The concept of ‘chi’ or ‘qi’ (both pronounced ‘tchee’) is a central part of ancient Chinese culture, with applications in fields as varied as Chinese medicine and martial arts. There are many ways of describing chi; here’s a description that should be useful in the context of Chinese medicine, or at least for understanding chi when it comes up in this blog.
The human body is nourished on a continuous basis by oxygen. The lungs breathe in air, the oxygen is passed on to the blood, and the blood delivers it to the cells. Then cell waste is collected by the blood, which delivers it to the lungs, from where it’s expelled back into the air.
This system is what keeps us alive. It’s a series of chemical transformations, but we can also look at it as a transformation of energy. In this sense, we can think of it as air “changing” to blood and blood “changing” back to air.
When this energy is outside the body or in the lungs, it’s called ‘chi’. When it’s further inside the body, it’s called ‘blood’. In other words, chi is air, for most practical purposes.
Now, air is yang, which is male. The male body is generally more yang than the female body and therefore has more chi. This is easily seen: men tend to have a greater lung capacity than women.

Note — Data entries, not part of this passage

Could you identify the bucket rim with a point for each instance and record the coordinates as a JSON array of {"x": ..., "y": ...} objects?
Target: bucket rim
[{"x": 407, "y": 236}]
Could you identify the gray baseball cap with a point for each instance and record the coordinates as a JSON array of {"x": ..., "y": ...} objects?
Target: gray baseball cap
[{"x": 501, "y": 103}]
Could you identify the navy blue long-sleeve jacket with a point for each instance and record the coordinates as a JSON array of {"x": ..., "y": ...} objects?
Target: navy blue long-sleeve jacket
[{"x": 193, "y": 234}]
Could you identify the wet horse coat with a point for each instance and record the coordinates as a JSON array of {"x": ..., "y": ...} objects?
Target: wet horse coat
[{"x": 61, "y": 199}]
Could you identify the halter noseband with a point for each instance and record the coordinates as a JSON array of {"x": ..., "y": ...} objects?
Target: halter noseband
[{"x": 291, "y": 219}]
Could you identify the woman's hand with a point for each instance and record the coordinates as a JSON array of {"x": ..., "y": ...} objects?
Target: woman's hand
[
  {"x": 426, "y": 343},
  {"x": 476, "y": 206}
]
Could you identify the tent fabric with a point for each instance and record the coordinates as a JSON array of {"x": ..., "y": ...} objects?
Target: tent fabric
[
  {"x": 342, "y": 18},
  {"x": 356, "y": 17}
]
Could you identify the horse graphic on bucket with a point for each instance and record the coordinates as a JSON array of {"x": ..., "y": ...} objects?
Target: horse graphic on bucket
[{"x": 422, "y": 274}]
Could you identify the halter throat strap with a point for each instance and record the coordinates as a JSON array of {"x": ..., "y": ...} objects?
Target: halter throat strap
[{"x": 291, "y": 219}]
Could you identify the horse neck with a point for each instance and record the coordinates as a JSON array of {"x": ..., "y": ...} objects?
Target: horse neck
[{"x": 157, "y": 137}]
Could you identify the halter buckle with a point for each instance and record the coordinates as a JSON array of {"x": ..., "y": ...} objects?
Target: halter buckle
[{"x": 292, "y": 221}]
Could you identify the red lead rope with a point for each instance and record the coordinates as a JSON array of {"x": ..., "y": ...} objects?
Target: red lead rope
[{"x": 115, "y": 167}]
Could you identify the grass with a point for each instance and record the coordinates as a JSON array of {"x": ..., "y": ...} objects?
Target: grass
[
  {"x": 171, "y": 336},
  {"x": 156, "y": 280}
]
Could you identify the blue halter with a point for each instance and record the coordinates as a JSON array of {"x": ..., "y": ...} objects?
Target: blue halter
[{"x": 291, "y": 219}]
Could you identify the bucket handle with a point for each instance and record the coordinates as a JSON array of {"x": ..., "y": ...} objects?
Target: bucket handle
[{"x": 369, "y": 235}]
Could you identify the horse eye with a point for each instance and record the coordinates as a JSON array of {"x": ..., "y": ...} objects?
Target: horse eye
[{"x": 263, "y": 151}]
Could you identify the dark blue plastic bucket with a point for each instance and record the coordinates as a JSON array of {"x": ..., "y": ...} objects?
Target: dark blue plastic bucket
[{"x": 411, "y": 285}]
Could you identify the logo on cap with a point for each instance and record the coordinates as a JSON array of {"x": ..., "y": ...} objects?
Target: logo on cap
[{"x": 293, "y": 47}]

Blood, being a liquid, belongs to the Water element, and Water is yin, which is female. The female body is generally more yin than the male body and therefore has more blood.
Chi and blood are thus the yin and yang aspects of this system. Both chi and blood can be either excessive or deficient. This is relative to the individual: although women have more blood than men, and men have more chi than women, women can have sufficient or excessive chi, just as men can have sufficient or excessive blood.